TV: Do you have any advice for other young girls who want to start their own business? What challenges have you faced?
CM: My advice would be to choose something that you would do for free. Fall in love with what you do, and make it your best friend. If someone comes along and tells you that you can’t do it, that you’re dreaming too big, work a little harder, that’s when you know that you’re onto something good. There will be obstacles, embrace them. Figure them out and move head on toward the next hurdle. What’s success without a struggle? If you stay persistent, one day you’ll get to the top of the mountain you’ve been climbing and the view will take your breath away.
TV: What does body image mean to you, and can you tell us why it is so important to the inspiration behind the brand?

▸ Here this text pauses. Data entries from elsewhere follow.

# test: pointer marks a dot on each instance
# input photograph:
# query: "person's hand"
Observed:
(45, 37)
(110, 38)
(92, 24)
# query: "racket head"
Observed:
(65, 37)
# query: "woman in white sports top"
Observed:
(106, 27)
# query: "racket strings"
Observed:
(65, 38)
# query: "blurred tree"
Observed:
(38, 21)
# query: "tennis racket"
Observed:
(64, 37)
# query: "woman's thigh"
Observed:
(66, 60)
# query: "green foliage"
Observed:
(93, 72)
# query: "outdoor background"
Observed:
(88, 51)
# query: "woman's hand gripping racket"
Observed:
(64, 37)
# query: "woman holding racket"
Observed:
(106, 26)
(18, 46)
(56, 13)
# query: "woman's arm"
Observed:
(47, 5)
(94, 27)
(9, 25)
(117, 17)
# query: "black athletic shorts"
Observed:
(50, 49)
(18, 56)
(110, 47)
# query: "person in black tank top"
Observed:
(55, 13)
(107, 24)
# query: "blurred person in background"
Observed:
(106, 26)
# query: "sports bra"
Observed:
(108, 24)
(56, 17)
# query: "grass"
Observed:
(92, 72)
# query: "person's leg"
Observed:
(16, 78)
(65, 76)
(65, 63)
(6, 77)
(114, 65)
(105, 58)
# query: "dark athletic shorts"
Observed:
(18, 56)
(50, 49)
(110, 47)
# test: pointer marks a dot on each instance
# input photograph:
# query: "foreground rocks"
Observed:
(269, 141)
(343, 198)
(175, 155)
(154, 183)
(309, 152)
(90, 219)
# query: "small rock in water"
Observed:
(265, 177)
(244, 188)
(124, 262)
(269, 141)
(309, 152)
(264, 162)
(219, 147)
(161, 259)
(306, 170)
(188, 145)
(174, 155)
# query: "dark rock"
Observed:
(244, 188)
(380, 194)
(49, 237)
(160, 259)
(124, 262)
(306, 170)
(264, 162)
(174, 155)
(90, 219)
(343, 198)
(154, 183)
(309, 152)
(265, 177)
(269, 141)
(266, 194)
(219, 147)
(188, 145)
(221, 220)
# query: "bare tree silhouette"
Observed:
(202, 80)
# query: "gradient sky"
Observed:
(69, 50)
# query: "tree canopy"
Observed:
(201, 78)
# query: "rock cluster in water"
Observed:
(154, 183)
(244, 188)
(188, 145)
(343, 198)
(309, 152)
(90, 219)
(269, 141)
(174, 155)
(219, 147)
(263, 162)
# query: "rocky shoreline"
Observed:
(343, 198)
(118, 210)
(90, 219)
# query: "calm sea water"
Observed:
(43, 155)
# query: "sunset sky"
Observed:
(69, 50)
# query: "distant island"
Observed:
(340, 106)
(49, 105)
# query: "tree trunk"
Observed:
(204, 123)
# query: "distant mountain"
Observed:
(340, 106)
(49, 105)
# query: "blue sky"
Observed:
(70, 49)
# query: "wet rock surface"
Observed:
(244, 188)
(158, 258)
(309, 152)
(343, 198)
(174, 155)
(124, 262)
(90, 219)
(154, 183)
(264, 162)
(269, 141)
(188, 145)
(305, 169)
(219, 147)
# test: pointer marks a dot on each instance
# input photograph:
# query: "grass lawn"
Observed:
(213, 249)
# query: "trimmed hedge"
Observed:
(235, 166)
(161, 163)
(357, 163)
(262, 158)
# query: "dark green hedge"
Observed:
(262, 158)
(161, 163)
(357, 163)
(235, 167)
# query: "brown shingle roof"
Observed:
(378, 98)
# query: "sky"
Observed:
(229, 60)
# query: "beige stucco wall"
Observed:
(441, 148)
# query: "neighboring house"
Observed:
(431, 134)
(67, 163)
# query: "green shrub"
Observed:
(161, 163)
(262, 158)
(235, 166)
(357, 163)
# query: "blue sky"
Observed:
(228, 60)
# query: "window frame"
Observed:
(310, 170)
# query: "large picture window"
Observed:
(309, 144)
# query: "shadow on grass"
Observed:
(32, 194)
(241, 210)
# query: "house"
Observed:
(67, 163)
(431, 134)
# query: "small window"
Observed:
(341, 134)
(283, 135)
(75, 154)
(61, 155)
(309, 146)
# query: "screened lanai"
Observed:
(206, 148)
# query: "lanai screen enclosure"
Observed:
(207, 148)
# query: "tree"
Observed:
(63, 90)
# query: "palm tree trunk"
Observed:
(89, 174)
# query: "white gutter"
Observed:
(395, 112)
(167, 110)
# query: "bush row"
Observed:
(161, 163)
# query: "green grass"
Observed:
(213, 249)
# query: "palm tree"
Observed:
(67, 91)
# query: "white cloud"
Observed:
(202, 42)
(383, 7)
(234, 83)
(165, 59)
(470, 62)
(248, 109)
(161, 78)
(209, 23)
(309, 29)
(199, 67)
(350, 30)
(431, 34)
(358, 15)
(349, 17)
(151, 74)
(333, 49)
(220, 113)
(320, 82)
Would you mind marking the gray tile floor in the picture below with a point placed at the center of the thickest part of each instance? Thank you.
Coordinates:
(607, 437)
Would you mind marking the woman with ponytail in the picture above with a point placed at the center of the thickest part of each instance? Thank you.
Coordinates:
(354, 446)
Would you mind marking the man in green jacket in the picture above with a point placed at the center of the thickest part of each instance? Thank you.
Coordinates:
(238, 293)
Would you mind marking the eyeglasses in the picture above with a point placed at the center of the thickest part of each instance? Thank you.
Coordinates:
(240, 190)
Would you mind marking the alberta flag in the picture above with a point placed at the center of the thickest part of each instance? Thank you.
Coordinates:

CM: Body image, to me, is the beauty we see in ourselves. I’m a big advocate in loving yourself. You should never feel like you need to alter your body to be beautiful. As a swimsuit brand, I think self-love is a huge factor, and Rheya’s foundation was built on that. I had a lot of moments growing up where I compared myself to the prettiest girl in school, my body to the one on the magazine cover. It felt like a never-ending black hole of negativity of never being enough. I felt that way in a school uniform and I definitely felt that way in a swimsuit. As I grew up I learned to embrace myself. A bikini should make you feel the opposite. You should feel confident, stunning, and most importantly, like yourself.
TV: What has been the most rewarding part of Rheya?
CM: I’ve gotten some emails from girls thanking me for leaving stretch marks on the photos on our website, telling me how much of impact it made on them and how it helped them feel confident having stretch marks of their own. There really isn’t a better reward than helping someone turn what they thought was a flaw, into beauty.
TV: What is your favorite style from the line? And why?
CM: That’s like asking your mom to pick a favorite child. I’ve fallen in love with each style, there’s no way I can choose one. Lately, I’ve been wearing The Bali suit a lot. I love the hourglass effect I see when I wear it.
TV: Your swim line is supposed to be for everyone and all body types, can you talk about how your pieces accomplish this?
CM: I decided to take a minimalistic approach to the design. I stuck to three colors, black, blush, and white. I wanted to stay away from crazy patterns, so that the focus is on the person wearing the suit instead of the suit itself. All of the designs are meant to accentuate various parts of the female figure. The majority of the line focuses on accentuating the waist and giving an hourglass figure. Each suit is seamless, to avoid lumpiness and pulling, as a seam can easily pull a little too tight. The fabric is double lined and hugs the body. Every style was made with enhancing femininity and embracing all curves in mind.
TV: Do you see the line progressing in the next couple of years or will you stick to your body positive classic styles and colors?
CM: Rheya will definitely progress over the years. I’m not sure what styles I’ll add and if I’ll throw in some new colors but I am sure that body positivity will always be a part of it.